Il focus point del made in Italy era attingere alle tradizioni sartoriali, alle nostre conoscenze, ai piccoli laboratori artigianali a conduzione familiare, (celebre a Roma il laboratorio della Famiglia Agnesotti, che eseguiva preziosi ricami per stilisti del calibro di Lancetti, capi che venivano poi esportati in tutto il mondo). Se all’estero imperversava una moda nata dal caos, dal voler mischiare insieme vecchio e nuovo e decontestualizzandolo, in Italia si puntava su una linea pulita, scolpita come una scultura sul corpo attraverso l’utilizzo di tessuti di altissima qualità.
Il concetto di Unisex è l’androgino e l’attrice e modella Grace Jones ne fu perfetta interprete. In questi anni la spinta del movimento femminista, portò le donne a percorrere strade diverse, non solo quella del matrimonio e della maternità, ma a rapportarsi con sempre maggiore presenza e determinazione nel mondo del lavoro: sono gli anni delle donne in carriera: “Ho un cervello per gli affari, e un corpo per il peccato. Ci trova qualcosa da ridire?” chiedeva una affascinante Melanie Griffith ad Harrison Ford nel film Working Girl del 1988. Ecco quindi la moda rispondere con tailleur, giacche che misero in evidenza le spalle e pantaloni, capi in apparenza rubati dal guardaroba maschile, ma che lasciavano intravedere la silhouette creando un mix androgino esplosivo e accattivante.

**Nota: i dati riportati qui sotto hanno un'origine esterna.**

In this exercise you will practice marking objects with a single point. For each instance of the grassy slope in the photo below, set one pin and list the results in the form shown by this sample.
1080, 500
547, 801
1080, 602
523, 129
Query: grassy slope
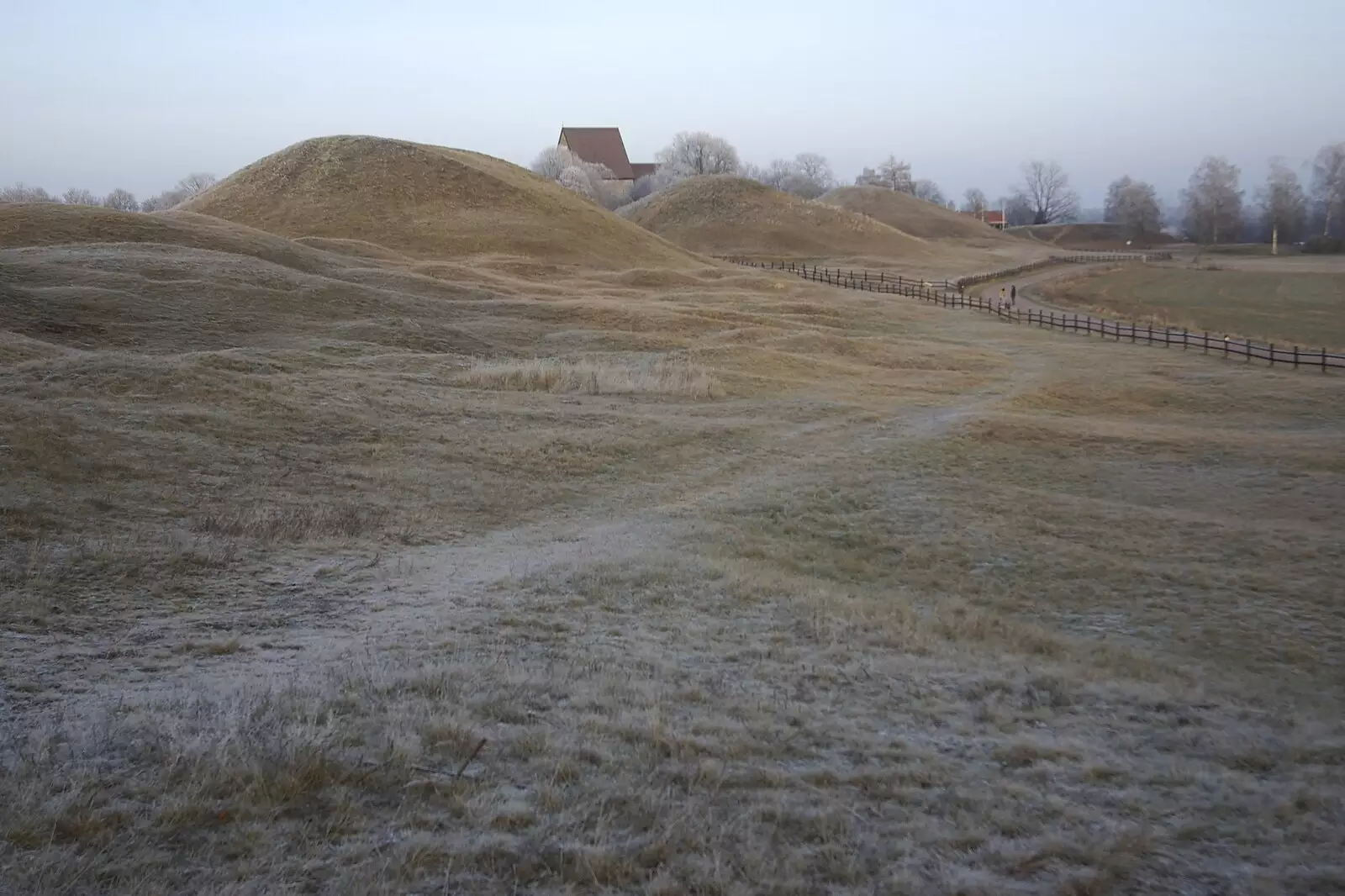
1284, 307
912, 215
733, 215
1096, 237
428, 202
840, 593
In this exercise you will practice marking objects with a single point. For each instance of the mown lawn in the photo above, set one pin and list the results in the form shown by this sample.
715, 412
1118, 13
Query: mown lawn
1291, 308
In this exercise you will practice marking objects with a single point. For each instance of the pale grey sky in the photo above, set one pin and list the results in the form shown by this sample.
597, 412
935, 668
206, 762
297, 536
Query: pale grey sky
136, 93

Armani infatti, partendo dalla destrutturazione della giacca maschile ne rivoluzionò il design: furono eliminati i supporti interni, le imbottiture e furono modificate le proporzioni tradizionali: nacquero così le giacche destrutturate, emblema assoluto del suo stile. La sua dialettica ispirandosi al cinema in bianco e nero e alle atmosfere dell’America degli anni venti e trenta, diede il via a tagli nitidi e puliti e toni di colori-non colore come il beige, il grigio o il famoso greige, una nuova tonalità tra il grigio e il sabbia terroso o il blu-Armani toni che ben si adattarono a donne che non volevano puntare su una sensualità sfacciata, ma sobria ed elegante.